Industry representatives state that if the rise in energy costs continues, a second price adjustment may become inevitable.
Navara Chantanasurakorn, Vice Chairman of the Federation of Thai Industries (FTI) and Honorary Chairman of the Steel Industry Group, said that the sector is trying to keep costs under control to limit the impact on consumers. However, he noted that ongoing conflicts in the Middle East are pushing global costs higher, making an initial price increase of 10–15% across all steel products unavoidable.
Chantanasurakorn added that further price adjustments may be considered in the coming period, but the final rates will depend on the trajectory of cost increases.

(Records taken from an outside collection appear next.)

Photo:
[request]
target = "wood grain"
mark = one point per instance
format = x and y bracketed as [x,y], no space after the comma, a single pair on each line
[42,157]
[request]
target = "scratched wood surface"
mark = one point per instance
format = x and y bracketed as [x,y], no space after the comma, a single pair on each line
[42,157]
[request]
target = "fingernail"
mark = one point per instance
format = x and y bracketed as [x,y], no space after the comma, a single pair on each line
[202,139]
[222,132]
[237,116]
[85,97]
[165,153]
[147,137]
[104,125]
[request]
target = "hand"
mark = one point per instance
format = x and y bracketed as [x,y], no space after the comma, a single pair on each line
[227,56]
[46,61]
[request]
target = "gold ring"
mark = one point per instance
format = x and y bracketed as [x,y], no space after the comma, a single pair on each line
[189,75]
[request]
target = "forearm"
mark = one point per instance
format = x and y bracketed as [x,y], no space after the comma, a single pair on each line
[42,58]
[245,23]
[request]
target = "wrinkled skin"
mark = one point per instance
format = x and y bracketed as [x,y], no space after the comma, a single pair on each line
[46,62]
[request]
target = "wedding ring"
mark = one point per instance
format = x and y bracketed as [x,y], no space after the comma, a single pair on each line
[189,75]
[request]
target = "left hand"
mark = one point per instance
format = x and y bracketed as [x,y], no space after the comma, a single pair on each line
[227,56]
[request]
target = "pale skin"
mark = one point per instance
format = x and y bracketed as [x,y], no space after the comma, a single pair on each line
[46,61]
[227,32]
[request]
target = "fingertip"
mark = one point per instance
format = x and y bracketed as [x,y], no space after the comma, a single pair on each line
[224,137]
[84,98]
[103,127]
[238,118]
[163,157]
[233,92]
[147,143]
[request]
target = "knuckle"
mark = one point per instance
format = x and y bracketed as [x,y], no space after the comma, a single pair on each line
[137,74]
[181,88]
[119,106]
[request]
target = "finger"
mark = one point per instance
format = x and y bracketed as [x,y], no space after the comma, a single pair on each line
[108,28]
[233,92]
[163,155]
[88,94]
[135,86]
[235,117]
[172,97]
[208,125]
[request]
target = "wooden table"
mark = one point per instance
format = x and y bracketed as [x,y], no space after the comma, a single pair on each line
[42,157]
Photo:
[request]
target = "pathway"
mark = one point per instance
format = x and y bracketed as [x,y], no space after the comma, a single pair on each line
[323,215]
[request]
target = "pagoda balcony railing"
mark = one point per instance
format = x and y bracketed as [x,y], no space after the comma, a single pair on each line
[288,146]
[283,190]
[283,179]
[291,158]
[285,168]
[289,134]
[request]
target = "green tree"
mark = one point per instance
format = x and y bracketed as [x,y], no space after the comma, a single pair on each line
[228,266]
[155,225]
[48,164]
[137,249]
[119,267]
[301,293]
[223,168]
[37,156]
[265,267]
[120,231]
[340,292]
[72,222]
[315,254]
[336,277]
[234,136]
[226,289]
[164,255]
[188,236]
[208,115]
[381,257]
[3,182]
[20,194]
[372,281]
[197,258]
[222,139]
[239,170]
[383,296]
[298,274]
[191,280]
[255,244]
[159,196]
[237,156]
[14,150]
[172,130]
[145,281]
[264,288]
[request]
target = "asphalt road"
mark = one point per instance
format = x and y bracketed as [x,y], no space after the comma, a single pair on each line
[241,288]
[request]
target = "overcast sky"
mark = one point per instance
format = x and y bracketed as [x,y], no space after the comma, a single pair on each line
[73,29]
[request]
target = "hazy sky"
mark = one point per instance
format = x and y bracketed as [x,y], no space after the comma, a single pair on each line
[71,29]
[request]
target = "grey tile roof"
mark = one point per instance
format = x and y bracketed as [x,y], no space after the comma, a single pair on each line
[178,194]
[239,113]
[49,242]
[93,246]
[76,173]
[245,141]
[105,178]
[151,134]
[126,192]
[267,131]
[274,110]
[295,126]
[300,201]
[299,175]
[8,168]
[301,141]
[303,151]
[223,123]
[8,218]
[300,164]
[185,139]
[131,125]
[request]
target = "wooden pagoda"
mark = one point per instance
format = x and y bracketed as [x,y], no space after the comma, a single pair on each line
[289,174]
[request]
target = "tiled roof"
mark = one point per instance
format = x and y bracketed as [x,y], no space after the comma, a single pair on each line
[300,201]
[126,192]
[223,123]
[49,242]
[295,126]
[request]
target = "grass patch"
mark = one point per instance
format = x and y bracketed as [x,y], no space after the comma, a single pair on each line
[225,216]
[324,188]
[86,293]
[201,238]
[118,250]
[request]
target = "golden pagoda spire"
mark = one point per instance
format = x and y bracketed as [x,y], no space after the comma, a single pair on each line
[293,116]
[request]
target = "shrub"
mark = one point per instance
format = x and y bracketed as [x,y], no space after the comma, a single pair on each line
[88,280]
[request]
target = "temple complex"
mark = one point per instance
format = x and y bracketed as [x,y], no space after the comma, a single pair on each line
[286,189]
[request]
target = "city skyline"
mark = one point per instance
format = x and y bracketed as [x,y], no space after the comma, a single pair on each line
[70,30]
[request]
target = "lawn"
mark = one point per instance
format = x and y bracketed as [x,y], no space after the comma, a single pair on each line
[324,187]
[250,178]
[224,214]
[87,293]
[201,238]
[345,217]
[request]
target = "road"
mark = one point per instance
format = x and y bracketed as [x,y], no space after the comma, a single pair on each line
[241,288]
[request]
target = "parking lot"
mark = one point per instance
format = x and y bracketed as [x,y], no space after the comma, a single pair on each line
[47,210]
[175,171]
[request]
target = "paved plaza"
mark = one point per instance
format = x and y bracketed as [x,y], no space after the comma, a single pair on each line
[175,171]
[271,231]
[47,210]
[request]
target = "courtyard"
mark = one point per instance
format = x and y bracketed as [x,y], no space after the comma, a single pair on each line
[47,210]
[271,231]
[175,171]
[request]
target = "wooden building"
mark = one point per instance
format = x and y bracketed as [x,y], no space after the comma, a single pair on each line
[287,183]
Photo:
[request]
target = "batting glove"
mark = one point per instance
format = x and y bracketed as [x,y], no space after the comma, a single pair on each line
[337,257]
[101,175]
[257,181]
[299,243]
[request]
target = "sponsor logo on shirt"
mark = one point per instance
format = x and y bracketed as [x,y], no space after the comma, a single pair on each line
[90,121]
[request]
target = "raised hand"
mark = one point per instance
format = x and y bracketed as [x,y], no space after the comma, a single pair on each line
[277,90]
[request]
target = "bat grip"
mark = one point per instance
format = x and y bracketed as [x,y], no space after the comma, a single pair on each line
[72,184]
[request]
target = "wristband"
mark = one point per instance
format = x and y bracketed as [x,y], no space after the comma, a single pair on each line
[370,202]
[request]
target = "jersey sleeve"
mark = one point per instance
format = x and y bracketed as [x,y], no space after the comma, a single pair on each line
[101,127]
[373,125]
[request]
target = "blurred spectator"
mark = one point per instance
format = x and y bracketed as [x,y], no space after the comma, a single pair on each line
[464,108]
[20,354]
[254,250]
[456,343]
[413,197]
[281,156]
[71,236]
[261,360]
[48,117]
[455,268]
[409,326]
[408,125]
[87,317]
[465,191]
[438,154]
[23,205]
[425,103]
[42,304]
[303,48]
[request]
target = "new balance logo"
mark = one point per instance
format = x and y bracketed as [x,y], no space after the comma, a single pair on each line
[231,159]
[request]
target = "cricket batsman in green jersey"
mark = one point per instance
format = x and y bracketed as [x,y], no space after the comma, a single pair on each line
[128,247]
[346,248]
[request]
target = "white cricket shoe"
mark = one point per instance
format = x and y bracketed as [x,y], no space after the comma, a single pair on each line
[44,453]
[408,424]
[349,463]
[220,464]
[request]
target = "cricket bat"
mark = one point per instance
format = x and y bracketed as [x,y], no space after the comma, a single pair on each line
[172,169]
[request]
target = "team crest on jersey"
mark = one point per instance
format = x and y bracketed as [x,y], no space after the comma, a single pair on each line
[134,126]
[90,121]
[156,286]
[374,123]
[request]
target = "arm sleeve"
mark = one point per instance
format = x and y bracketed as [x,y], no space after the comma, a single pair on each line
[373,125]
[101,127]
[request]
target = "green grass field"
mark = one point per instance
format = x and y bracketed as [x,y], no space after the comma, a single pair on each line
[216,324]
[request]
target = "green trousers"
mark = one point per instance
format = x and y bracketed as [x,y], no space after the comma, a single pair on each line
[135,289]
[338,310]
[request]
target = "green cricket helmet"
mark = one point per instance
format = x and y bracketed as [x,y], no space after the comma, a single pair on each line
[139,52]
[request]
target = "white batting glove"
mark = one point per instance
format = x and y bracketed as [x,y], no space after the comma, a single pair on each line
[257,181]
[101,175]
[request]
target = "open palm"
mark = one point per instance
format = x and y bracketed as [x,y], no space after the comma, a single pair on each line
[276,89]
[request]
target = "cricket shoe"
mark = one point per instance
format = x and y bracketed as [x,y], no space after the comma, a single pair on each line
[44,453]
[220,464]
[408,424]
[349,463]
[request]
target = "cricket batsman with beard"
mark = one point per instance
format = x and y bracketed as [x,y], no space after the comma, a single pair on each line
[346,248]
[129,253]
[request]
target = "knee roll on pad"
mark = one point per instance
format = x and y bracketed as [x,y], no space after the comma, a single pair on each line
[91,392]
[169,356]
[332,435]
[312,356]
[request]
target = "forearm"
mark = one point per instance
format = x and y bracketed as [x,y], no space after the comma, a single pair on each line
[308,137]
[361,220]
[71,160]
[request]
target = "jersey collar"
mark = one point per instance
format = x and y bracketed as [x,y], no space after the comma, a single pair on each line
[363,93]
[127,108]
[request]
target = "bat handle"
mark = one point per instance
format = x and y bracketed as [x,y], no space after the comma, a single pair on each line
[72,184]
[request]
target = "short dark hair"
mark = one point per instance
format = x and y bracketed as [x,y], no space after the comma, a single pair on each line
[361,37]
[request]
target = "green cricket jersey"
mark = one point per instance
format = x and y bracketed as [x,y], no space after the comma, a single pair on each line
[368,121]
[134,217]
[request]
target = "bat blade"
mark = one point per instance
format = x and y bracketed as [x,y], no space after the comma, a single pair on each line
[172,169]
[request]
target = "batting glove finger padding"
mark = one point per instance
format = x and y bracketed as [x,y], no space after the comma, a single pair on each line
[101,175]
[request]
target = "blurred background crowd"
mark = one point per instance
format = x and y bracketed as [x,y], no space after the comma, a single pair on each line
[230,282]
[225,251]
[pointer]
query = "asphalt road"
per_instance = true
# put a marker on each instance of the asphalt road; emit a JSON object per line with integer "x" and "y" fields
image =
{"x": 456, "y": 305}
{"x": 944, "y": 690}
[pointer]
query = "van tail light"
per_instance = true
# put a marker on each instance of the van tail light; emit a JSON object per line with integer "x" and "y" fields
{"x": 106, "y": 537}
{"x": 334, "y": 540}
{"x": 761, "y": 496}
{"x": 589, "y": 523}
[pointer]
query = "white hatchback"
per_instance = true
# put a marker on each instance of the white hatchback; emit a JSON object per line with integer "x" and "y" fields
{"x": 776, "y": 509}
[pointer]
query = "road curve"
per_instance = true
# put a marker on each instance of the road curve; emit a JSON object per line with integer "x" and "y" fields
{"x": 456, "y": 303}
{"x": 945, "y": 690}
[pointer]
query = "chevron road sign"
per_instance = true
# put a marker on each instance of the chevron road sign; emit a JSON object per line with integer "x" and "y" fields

Thailand’s lack of domestic iron ore reserves means that production is heavily dependent on imported scrap, which adds to cost pressures. Steel products produced in the country, such as rebar, wire rod, steel plates, and structural steel, are primarily used in the construction and automotive sectors.
According to industry representatives, cost increases are driven by four main factors: rising transportation expenses, higher energy prices, elevated freight costs, and an upcoming increase in electricity tariffs. In particular, increases in the prices of fuels used in steel production are directly impacting overall costs.
Following the first round of price increases implemented in April, the final decision on the second phase planned for May will be reassessed based on developments in energy and logistics costs. Nevertheless, industry representatives emphasized that they will continue to maintain employment and uphold their commitment to avoiding layoffs, in line with the government’s determination to sustain construction projects.